Me fascinaba la imagen de aquella china que había sido madre de Gerard.

—Una vez que mi padre visitaba a Han, ella le vio en el vestíbulo. Mi padre no reparó en ella, que salió de allí inmediatamente.

—Tu padre era muy buen mozo —dije acordándome de que él me había enseñado una fotografía suya.

—Sí.

—¿Y fueron felices los dos? —persistí.

Él meditó.

—Felices hasta cierto punto. Era imposible ser desgraciado con mi madre. Nunca estaba alegre, pero nunca triste, y dondequiera que aparecía, imponía el orden en todo.

Exclamé:

—¿Tan importante es el orden?

Porque no soy ordenada por naturaleza. Me parece que hay cosas más importantes que el hecho de tenerlo todo en su sitio.

Gerard repuso:

—No hay dignidad en la vida cuando falta el orden.

Estábamos hablando despaciosamente, pensativos, con las manos entrelazadas. Estaba muy alta la luna y recortábanse, nítidos, bajo el cielo, los contornos de las montañas. Y mientras nuestras mentes erraban más allá del mar, sabíamos ya lo que la noche nos reservaba.

Gerard es un hombre que habla menos cuando más intensamente siente. Pero las características de su silencio, la luminosa expresión de sus ojos, la sofrenada suavidad de su voz hacen comprender la profundidad de sus emociones.

Oímos el viejo reloj del vestíbulo al dar las doce. Nos levantamos y subimos la escalera. El cuarto de los invitados se encuentra en el rellano donde acaba la escalera. Nos detuvimos.

Reinaba gran quietud en la casa.

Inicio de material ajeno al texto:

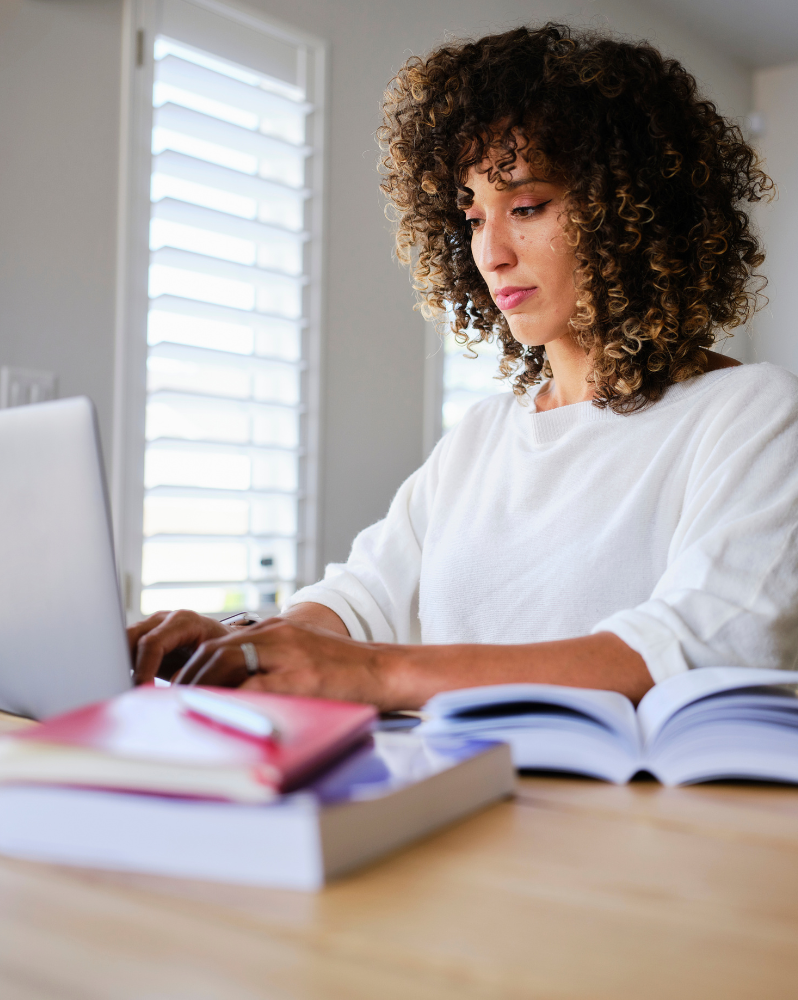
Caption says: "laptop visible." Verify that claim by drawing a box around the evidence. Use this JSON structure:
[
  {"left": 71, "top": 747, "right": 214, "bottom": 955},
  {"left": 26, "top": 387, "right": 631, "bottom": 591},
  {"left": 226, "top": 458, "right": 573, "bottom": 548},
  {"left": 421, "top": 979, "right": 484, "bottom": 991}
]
[{"left": 0, "top": 397, "right": 131, "bottom": 719}]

La puerta de la alcoba de mi madre estaba cerrada. El cuarto de invitados se encuentra en el rellano donde acaba la escalera. Nos detuvimos.

—Dejaré abierta mi puerta —dije con voz apagada.

Me tomó entre los brazos y me besó de nuevo, pero no apasionadamente, sino con gentileza y ternura. Con una profunda ternura. Luego entró en el cuarto de invitados y cerró.

Yo pasé a mi alcoba y cerré también, mientras procuraba prepararme. Una serena felicidad me invadía. Comprendía ya por qué el matrimonio implica un sacramento.

Me bañé, peiné mi larga cabellera y me puse una bata de noche, blanca. Luego abrí la puerta. La suya seguía cerrada. Senteme en el profundo alfeizar de la ventana y, esperando, contemplé las montañas que nos rodeaban.

Habría transcurrido una hora cuando percibí los pasos de Gerard en el pasillo. Me volví y le vi en el umbral. Llevaba una bata china, de seda azul. Me tendió los brazos y yo me precipité en ellos.